Looking Back to Look Forward

Henry Dreyfuss’ work is a result of extensive research on the human body, and highlights human-centered design in terms of the physical capabilities of users. If the user is unable to utilize a product, it does not provide users with an adequate starting point for discoverability. In fact, Dreyfuss measures a product’s “success” by its impact on users to be “safer, more comfortable, more eager to purchase, more efficient – or just plain happier”. In “Designing for People”, Dreyfuss outlines the role of the designer and his or her relationship, not only to the user, but to other contributors to a design. As is such, it is important in our practice as interaction designers and researchers to consider our responsibility to communicate. Whether this communication is to the user, through the design, or in languages most fluent to that of stakeholders, we consistently strive to understand the position of the other, and adapt as necessary to be understood.

The work of Karl Gerstner and Ladislav Sutnar’s work exhibits the need to utilize design principles for the organization of information, as information means nothing if it is indigestble to the viewer.
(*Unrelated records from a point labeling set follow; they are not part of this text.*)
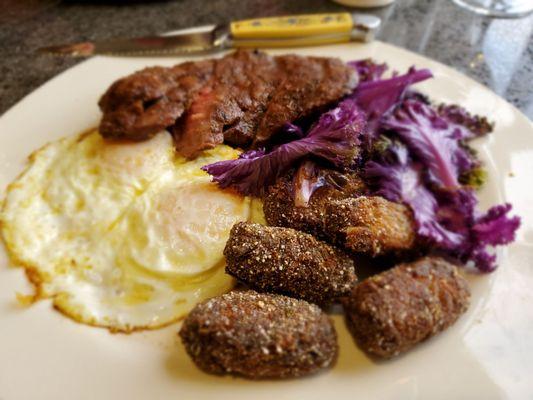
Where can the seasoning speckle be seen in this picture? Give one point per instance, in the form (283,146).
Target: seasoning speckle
(259,336)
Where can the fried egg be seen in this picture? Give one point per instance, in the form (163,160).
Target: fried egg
(122,235)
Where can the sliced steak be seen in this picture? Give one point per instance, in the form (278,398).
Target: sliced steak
(229,104)
(140,105)
(243,99)
(309,85)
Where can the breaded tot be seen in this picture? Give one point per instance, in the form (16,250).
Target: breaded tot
(280,209)
(259,336)
(370,225)
(289,262)
(390,313)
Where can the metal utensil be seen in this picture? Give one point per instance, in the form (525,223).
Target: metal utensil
(289,31)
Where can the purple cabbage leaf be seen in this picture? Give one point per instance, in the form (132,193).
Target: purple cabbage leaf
(377,98)
(431,139)
(447,220)
(334,138)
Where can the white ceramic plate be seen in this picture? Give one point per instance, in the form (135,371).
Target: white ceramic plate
(486,355)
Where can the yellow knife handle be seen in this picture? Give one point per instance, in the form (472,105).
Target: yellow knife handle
(295,26)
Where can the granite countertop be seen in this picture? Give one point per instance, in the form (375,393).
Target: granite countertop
(495,52)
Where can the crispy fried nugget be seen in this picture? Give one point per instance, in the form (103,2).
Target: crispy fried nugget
(391,312)
(280,209)
(289,262)
(370,225)
(259,335)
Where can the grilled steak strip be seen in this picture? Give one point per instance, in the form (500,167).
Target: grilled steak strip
(243,98)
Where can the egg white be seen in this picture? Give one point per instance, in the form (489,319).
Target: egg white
(122,235)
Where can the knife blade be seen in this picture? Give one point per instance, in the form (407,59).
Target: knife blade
(289,31)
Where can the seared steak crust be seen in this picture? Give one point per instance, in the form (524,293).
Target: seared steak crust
(243,98)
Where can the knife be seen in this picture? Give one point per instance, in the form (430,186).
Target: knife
(288,31)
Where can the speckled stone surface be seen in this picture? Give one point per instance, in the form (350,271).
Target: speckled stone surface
(498,53)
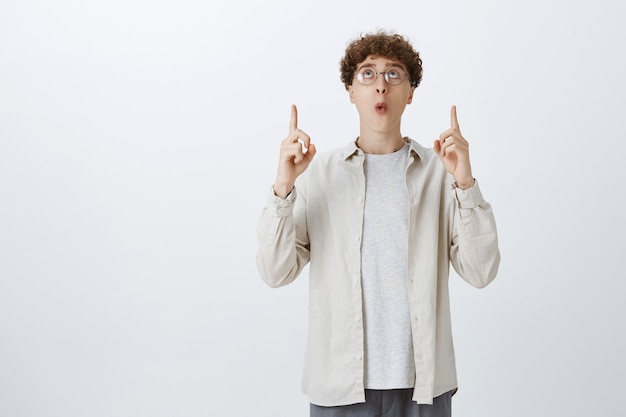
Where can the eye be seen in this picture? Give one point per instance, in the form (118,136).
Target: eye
(394,73)
(368,74)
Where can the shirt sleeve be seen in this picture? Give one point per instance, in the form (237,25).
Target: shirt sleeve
(282,250)
(474,251)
By utilizing hierarchy, grids, and noting the visual circulation of a page, Gerstner and Sutnar both adapted to and manipulated the eye of the viewer through visual interest. In the realm of UI/UX, where visual and audio stimulation are the primary modes of sensory input, with the occasional haptic response, it is of upmost importance to organize information in a way that is not only understandable to the user, but that urges the user to want to understand it.

Jay and Charles Eames engaged in an exploration of materiality, by starting with the conceptual model of a “chair”, they sought to navigate the various other forms it could take. Charles and Ray Eames centered play in their work, and as a manifestation of such explorations, what began as concepts took on many different iterations. Their work shows us that actively learning and engaging in the process of design can bring innovative and beautiful work into fruition. By beginning with the conceptual model of what users already understand in technology, we have the ability to manipulate the digital “materiality” of such, and branch off in new and unfounded ways. What may result is a new form of understanding that becomes broadly accepted by the masses, just as the Eames chair did!